My teacher thinks I am not trying

Today, I worked with a child who is already, in early November, being told he will need to repeat third grade.  I have worked with him before.  He has ADHD.  He has a wonderful teacher.  He just needs more than she has the time to provide.  Hopefully, I can work with him enough and teach those helping him at home how to help him.
The first time I told him he was smart, he stopped and looked at me. Puzzled, he said, "Not many people tell me that."  I told him that, "I could not help it that other people were wrong.  He just looked at me.  I asked if that was ok with him.  He seemed to think about the idea.

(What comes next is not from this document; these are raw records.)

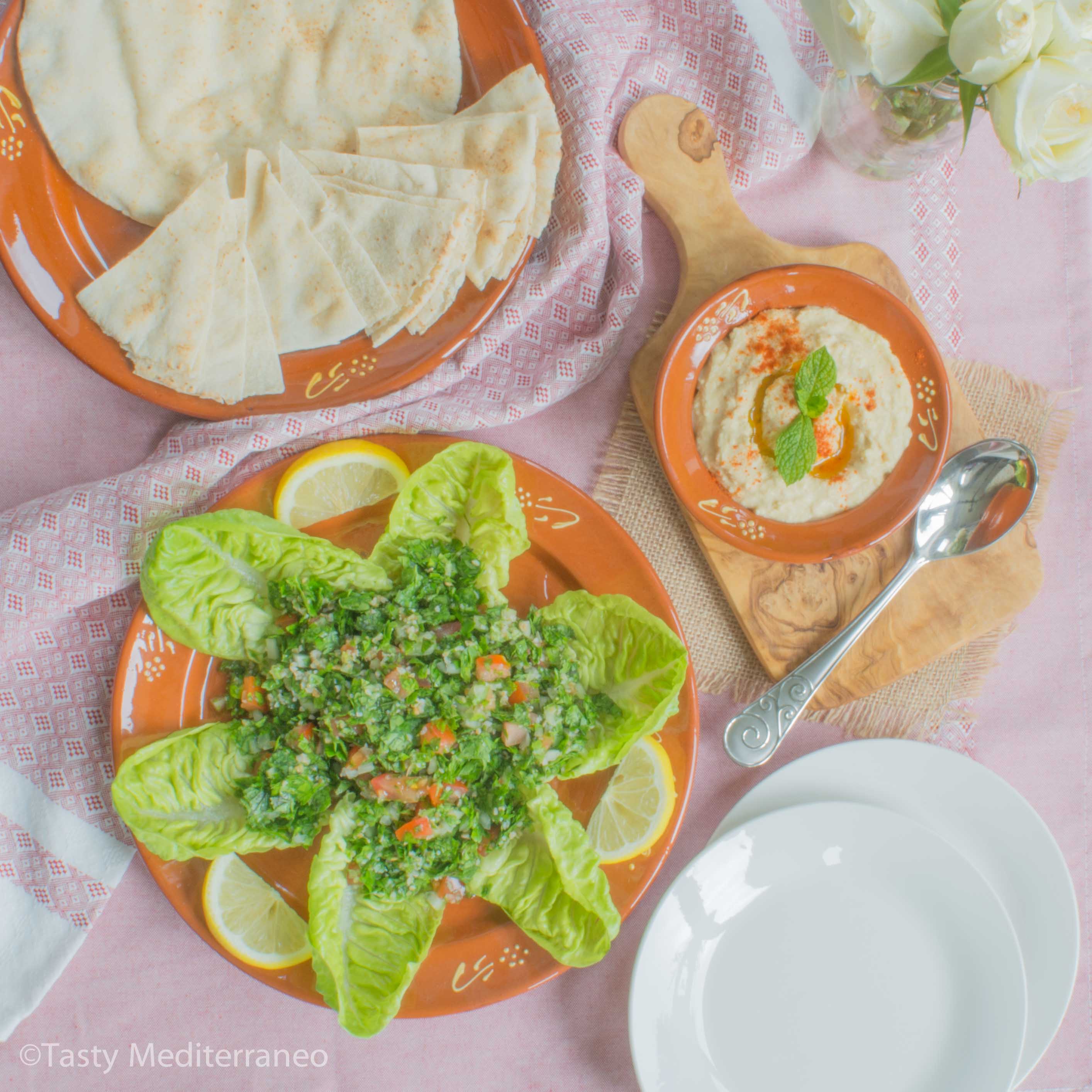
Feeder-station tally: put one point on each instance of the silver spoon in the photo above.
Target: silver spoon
(981, 495)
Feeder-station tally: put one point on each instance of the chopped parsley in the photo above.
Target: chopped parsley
(435, 714)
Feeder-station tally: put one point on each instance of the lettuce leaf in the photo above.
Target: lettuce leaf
(466, 492)
(178, 795)
(549, 884)
(365, 951)
(628, 655)
(206, 579)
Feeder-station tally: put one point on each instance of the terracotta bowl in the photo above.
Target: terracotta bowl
(892, 504)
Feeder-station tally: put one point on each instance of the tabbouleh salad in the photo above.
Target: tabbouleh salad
(431, 711)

Back to today.  He was out of school because of surgery.  The school sent home many papers to do while he was recovering.  He had a placement test in math he had taken and done poorly on.  I noticed today also that he does not write his letters but instead draws them.  When I tried to figure out what the test wanted, he tried to hurry me.  I told him I had to try to understand out what the paper wanted before I could help him.  He said the teacher told him he had hurried to do the paper and did not try.  He told me he did try but just did not understand how to work the problems.  I used the back paper of a tic tac paper to write the problems on so it was bigger and not crowded.  Often children who struggle to learn need more space and one problem at a time so as not to be confused.  I used the back of the paper so we could play tic tac toe when we had done a couple of problems.  This is a built in reward.  As we were working, I realized his brain was going fasted than mine.  I told him that his brain needed to slow down and allow me to catch up with what he was doing.  When he added 45 to 25, he carried the 1 to the tens column.  Instead of adding 1 and 4 and 2, he added 5 and 2.  When I realized what he was doing, I told him he was doing a step in his head and I did not know what he had done at first.  This allowed him to slow down and not try as hard so he could tell me step by step what he was doing.  Then we could find his mistake and fix it.
I played Farkle with him after we did the math and had him keep score.  When he was adding the score, I told him the answer quickly when he hesitated because he needs to learn to build confidence in his addition.